Letter: The concept of academies is at the root of failing schools

If they're anything like me, your readers will be confused by the background story to the alleged failure of four Telford secondary schools, "Academy trust job was just too big" (Shropshire Star, April 27).

Published

The complexity of how three out of four "good" schools all became, within a year or so, classified by Ofsted as "inadequate" is mind-boggling.

I smell a rat, and anyone who has gone through the Ofsted inspection machine (just three is my record) will know that the inspection model is designed to be so complicated that the "experts" can make anything out of it they choose.

The problem, however, does not lie with this or that head teacher, the board, or even individual members of that body.

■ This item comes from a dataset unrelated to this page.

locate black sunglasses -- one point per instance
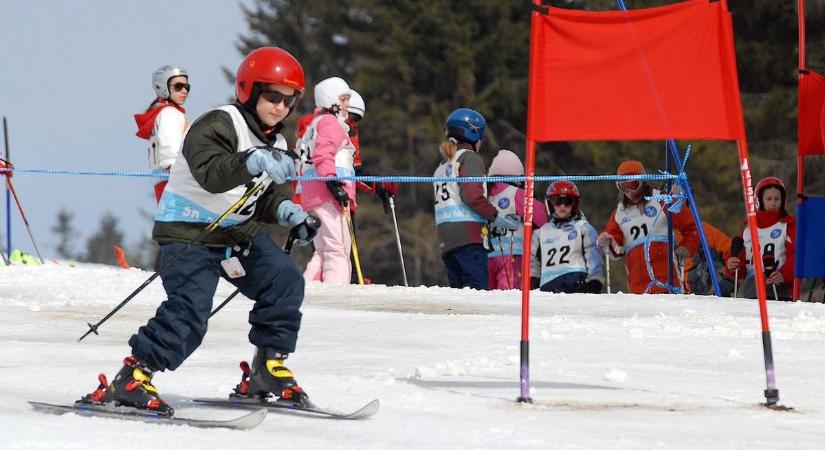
(181, 86)
(557, 200)
(278, 97)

And even Peter Lawley falling on his sword is a little demeaning.

The problem lies with the entire concept of academies – a political invention introduced by Labour in 2000, and developed eagerly by the Tories in 2010.

Within weeks of taking office, the newly appointed Education Secretary, Michael Gove, wrote to every local authority in England, inviting them to turn their secondary schools into academies, with spurious claims of more flexible curricula and (crucially) financial inducements to do so.

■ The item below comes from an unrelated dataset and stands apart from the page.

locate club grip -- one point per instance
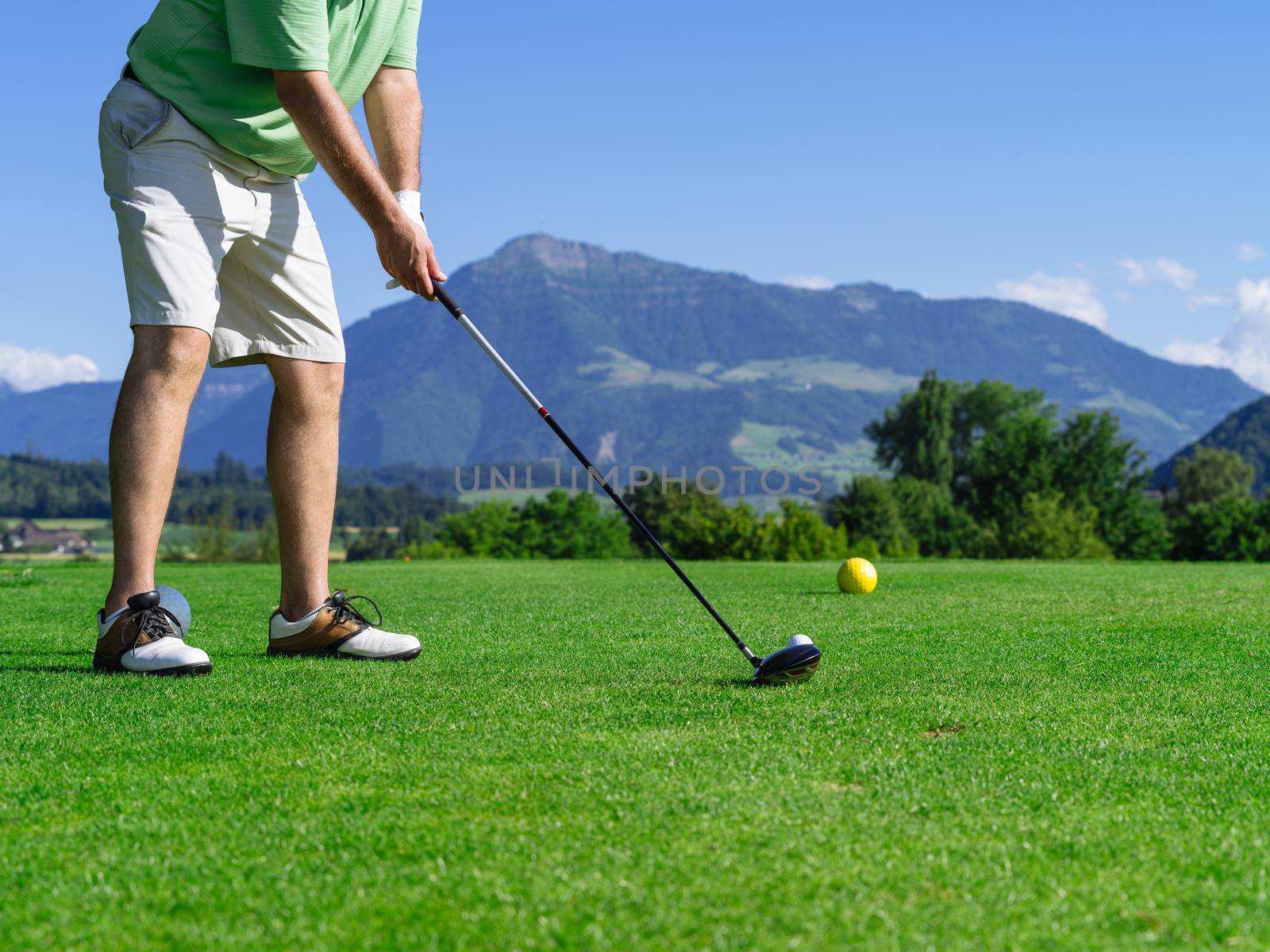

Whether they knew it at the time or not, what local authorities now know is that the "academisation" of secondary education was and is a major plank in the Tories' ideological campaign to destroy local authorities, and nothing at all to do with the betterment of education.

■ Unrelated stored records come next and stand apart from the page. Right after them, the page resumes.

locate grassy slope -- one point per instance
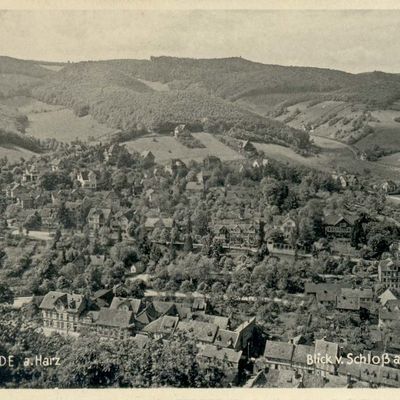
(166, 148)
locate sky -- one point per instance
(353, 41)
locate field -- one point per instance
(46, 121)
(157, 86)
(14, 154)
(333, 156)
(386, 131)
(52, 67)
(166, 148)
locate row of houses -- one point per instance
(341, 296)
(113, 317)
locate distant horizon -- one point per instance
(353, 41)
(192, 58)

This remains Tory ideology and the underlying reason behind the reduction of local authority control and influence over different aspects of community life, and the creeping privatisation of education.Why else would you get rid of a perfectly good system of councillors having oversight of important aspects of education, councillors who would employ education officers to encourage, develop and motivate teachers and to whom parents have access to voice directly their concerns? A far better system than an unelected, somewhat mysterious Trust, to whom parents have no access. Suspicious? So you should be. The parallels with the problems in the NHS are compelling.

The Tories didn't spend an absolute fortune of public money on their top-down reorganisation of the NHS for the fun of it. They introduced a top-down reorganisation to fulfil their ideological commitment to privatise the NHS.